Ini adalah kondisi di mana jantung mengalami semacam “letupan”, menyebabkan saya kehilangan kesadaran sejenak, sekitar setengah hingga satu detik.
Awalnya, kejadian ini hanya terjadi beberapa kali. Namun, efeknya mendalam. Kehilangan satu detik kesadaran, membuat saya berpikir mendalam tentang arti kehidupan dan kesiapan saya menghadapi kematian. Saya mulai merenung, apakah saya sudah menjadi suami yang baik, anak yang berbakti, dan apakah saya telah mempersiapkan anak-anak saya dengan baik.
Ada pepatah yang mengatakan bahwa kita baru menyadari betapa berharganya sesuatu saat kita kehilangannya. Bagi saya, kehilangan detik-detik tersebut telah mengubah cara pandang saya terhadap hidup.
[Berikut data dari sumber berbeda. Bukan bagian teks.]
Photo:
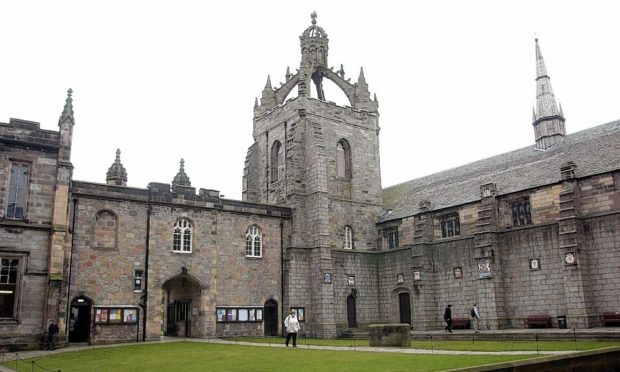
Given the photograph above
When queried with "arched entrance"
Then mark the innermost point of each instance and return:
(351, 311)
(404, 306)
(271, 318)
(79, 319)
(182, 298)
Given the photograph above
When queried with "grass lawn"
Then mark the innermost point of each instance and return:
(196, 356)
(469, 345)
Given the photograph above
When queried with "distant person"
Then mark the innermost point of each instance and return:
(447, 316)
(475, 314)
(292, 327)
(52, 334)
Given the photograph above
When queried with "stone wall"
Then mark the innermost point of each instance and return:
(217, 272)
(28, 239)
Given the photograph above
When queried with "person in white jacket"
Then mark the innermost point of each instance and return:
(292, 327)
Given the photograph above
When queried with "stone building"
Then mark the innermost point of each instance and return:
(531, 231)
(35, 177)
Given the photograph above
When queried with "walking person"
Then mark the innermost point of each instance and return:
(292, 327)
(52, 333)
(475, 314)
(447, 317)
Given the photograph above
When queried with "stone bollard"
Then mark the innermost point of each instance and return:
(389, 335)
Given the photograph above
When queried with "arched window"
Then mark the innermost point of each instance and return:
(277, 162)
(348, 237)
(343, 159)
(253, 239)
(106, 227)
(182, 237)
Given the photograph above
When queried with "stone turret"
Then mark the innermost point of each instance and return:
(181, 179)
(116, 173)
(548, 120)
(313, 69)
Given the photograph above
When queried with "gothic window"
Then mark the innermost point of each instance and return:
(343, 159)
(277, 162)
(521, 213)
(8, 286)
(450, 226)
(253, 242)
(106, 228)
(390, 237)
(348, 237)
(182, 237)
(18, 187)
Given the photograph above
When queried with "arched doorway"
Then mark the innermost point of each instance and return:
(271, 318)
(182, 296)
(351, 311)
(79, 319)
(404, 306)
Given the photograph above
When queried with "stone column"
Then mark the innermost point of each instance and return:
(573, 253)
(423, 311)
(488, 261)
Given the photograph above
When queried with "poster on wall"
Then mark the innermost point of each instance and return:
(484, 267)
(130, 315)
(116, 316)
(101, 316)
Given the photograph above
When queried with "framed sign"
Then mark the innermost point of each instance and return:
(484, 267)
(458, 273)
(351, 280)
(327, 278)
(417, 275)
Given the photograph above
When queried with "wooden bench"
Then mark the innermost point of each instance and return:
(610, 319)
(461, 323)
(538, 321)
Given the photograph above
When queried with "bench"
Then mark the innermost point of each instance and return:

Dalam upaya mencari jawaban atas kondisi saya, saya mengunjungi tiga dokter. Namun, saat melakukan pemeriksaan EKG, “letupan” yang saya rasakan tidak muncul. Saya merasa frustasi, bahkan saya memesan alat dari Amerika untuk mencoba membuktikan adanya gangguan tersebut. Meskipun PVC mungkin tidak mengganggu secara fisik, dampak psikologisnya besar, meningkatkan rasa takut dan kecemasan saya.
Selain itu, riwayat kesehatan keluarga saya cukup kompleks. Beberapa anggota keluarga saya meninggal karena kanker dan stroke, yang membuat saya lebih waspada terhadap kesehatan saya sendiri. Faktor genetik ini memperkuat kekhawatiran saya.
Ketika saya akhirnya mendapatkan bukti PVC melalui seorang profesor, saya diberi beberapa pilihan pengobatan, termasuk meditasi. Dengan dorongan dari istri dan sepupu saya yang merupakan seorang praktisi holistic healing, saya memutuskan untuk mencoba ikut Tapa Brata.
Namun, menjelang kegiatan meditasi, saya mengalami masalah lain, yakni kesulitan menggerakkan leher. Pemeriksaan awal menunjukkan bahwa saya mungkin memiliki saraf kejepit. Walaupun saya mencoba berbagai pengobatan, termasuk fisioterapi, masalah tersebut tetap ada.
Selama meditasi, saya diajarkan untuk fokus pada cakra dada dan jantung. Dalam salah satu sesi, saya menyadari bahwa gigi saya terus bergetar. Saya konsultasi dengan Pak Korma dan Beliau menyarankan saya untuk terus mencoba dan berserah.
Seiring berjalannya waktu, PVC yang saya alami berkurang. Meski demikian, ketika saya datang ke tempat meditasi dan diberitahu tidak diperbolehkan mengonsumsi pain killer, saya sempat khawatir.
Namun, melalui proses meditasi dan penerimaan diri, saya belajar untuk menerima dan berdamai dengan kondisi tubuh saya. Dalam setiap pengalaman, baik atau buruk, kita tidak pernah tahu apa yang akan terjadi selanjutnya. Yang penting adalah bagaimana kita meresponsnya.